My daughter Kim is engaged! I’m trying not to make it all about me. So the first thing I did was try on my wedding dress. And then I started looking through my wedding photos. And then I estimated how many pounds I would have to lose to actually zip up the dress. Not that it matters, I’ll never wear the dress again. My guess is 12. And then I made my guest list.
I’m trying to keep it small, but how do you not invite everyone you know? What if I run into someone who wasn’t invited? I’ll have to lie and say we had to keep the wedding small and then I’ll have to photoshop all the photos, take all the people and food out and blacken out the faces of people who were invited who are close to the people we didn’t invite. I don’t know what I’m going to do.

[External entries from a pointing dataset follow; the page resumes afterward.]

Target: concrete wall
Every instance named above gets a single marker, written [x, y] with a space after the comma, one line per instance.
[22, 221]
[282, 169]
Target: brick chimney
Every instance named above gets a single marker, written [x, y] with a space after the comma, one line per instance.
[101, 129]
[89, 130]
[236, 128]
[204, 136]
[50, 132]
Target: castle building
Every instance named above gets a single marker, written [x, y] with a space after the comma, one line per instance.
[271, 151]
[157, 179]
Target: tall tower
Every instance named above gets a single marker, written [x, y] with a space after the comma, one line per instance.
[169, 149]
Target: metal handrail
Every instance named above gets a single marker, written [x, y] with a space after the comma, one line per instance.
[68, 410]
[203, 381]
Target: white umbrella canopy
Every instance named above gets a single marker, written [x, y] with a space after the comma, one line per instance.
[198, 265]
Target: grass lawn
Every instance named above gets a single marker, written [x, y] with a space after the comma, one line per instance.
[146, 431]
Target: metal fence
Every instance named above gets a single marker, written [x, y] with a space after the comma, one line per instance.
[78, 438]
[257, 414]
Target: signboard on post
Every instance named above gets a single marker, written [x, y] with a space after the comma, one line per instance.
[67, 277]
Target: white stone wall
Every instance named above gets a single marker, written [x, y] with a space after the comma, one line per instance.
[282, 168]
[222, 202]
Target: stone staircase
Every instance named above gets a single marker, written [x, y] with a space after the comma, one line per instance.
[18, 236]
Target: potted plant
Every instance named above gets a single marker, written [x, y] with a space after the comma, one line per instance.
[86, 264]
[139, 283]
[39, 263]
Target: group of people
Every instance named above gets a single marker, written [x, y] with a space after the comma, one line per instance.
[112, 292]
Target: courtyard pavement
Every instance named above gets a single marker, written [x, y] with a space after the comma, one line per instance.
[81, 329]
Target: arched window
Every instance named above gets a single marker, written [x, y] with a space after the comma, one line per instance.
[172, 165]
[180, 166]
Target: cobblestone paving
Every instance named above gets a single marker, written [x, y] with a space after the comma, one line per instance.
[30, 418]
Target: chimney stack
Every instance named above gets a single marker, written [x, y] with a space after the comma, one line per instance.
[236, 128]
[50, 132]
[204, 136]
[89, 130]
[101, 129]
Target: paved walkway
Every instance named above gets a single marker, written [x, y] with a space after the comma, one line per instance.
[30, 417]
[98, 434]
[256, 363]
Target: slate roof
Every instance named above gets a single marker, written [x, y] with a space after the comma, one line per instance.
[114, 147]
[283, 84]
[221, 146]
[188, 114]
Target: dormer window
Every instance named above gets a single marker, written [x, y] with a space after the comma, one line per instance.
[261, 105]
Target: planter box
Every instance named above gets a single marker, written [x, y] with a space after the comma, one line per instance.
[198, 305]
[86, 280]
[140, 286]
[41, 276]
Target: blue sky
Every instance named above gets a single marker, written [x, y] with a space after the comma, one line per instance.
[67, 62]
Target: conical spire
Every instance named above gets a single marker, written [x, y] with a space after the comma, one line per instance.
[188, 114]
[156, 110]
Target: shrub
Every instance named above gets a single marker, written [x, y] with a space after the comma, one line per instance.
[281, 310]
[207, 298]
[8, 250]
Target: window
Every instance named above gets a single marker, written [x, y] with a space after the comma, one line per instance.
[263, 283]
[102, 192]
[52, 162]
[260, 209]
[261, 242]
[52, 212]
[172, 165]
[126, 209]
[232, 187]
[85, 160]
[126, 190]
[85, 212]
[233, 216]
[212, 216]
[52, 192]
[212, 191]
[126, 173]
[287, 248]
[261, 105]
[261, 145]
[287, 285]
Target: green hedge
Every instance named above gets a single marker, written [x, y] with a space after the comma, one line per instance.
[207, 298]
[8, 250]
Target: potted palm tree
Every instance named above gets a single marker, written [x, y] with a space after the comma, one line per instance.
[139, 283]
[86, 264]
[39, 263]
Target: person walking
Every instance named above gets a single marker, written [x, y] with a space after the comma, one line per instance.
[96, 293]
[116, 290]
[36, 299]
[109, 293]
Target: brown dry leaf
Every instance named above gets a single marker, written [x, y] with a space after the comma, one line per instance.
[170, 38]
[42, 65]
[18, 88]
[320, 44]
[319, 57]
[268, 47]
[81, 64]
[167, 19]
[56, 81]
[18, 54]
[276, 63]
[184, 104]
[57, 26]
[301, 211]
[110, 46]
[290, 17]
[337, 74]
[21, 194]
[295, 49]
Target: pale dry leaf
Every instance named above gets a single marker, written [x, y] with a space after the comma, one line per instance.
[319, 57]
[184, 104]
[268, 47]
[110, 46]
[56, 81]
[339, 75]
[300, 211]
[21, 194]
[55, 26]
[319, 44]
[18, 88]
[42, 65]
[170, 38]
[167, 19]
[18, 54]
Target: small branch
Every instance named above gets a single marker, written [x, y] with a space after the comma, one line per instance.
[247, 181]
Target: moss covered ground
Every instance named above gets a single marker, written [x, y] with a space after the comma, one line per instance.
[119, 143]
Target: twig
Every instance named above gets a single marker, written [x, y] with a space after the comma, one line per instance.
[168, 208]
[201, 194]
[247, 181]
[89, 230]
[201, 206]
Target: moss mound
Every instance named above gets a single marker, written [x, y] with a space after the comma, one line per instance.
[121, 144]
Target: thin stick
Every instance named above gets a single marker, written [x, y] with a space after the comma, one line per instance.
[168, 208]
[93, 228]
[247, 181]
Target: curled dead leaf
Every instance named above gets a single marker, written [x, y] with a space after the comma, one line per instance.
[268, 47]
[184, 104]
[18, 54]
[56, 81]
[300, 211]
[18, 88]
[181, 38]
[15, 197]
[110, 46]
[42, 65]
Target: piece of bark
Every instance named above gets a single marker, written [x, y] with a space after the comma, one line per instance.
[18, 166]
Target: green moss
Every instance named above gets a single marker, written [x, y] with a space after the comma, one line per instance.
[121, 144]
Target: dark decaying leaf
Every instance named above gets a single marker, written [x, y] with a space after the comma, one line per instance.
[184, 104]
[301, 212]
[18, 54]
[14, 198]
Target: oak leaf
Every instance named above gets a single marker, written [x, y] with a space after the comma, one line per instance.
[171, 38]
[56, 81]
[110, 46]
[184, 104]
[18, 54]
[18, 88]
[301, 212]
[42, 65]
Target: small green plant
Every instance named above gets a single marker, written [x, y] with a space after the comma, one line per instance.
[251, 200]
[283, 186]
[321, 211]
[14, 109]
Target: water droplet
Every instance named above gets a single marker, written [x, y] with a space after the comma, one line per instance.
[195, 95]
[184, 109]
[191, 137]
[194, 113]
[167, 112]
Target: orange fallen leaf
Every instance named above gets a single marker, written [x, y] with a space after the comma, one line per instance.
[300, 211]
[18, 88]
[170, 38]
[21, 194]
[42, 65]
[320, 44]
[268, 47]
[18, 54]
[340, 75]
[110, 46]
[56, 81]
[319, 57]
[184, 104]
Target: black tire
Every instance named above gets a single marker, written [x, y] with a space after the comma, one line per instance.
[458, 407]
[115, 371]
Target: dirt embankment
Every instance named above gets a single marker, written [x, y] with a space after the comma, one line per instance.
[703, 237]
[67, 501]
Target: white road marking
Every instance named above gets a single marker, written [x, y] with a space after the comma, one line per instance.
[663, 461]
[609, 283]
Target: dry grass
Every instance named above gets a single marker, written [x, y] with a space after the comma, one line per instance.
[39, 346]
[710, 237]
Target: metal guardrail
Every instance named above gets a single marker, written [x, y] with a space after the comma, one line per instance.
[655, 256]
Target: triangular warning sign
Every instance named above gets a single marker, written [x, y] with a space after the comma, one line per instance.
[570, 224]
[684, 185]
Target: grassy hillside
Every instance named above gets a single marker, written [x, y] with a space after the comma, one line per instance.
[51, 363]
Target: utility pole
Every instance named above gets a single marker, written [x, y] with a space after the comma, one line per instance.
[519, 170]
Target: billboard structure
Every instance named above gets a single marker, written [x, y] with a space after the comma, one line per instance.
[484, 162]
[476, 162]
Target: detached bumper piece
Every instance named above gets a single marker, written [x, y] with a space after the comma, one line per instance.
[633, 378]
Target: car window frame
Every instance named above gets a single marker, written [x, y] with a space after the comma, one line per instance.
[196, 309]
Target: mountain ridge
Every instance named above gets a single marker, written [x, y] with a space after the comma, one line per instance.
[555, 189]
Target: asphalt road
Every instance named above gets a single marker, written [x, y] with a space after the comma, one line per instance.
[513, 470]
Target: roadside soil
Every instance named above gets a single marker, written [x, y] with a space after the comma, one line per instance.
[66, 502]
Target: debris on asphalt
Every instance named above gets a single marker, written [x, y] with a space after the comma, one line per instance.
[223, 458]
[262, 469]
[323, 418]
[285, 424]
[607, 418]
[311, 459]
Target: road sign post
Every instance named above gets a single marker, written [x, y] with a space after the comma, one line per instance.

About my wedding.
And then there’s the issue of where to have the wedding. We could do it here at my house but then I’d have to build an addition in case it rains and people want to come inside. I’m just not sure that’s the best use of the wedding budget. Of course we could have it at a hotel but do I really want that kind of a wedding? Gosh, I don’t know. And what to do about my neck? It’s falling off again.
The real question here is do I have enough time to have plastic surgery and plan a wedding. It just seems like a lot. I could ask Kim to elope but that seems cold. Maybe just a few nips and tucks and a diet. Or we could all elope! That might be fun. Dan and me on a beach somewhere, renewing our vows, me in my zipped up dress! It’s all coming together. But enough about Kim.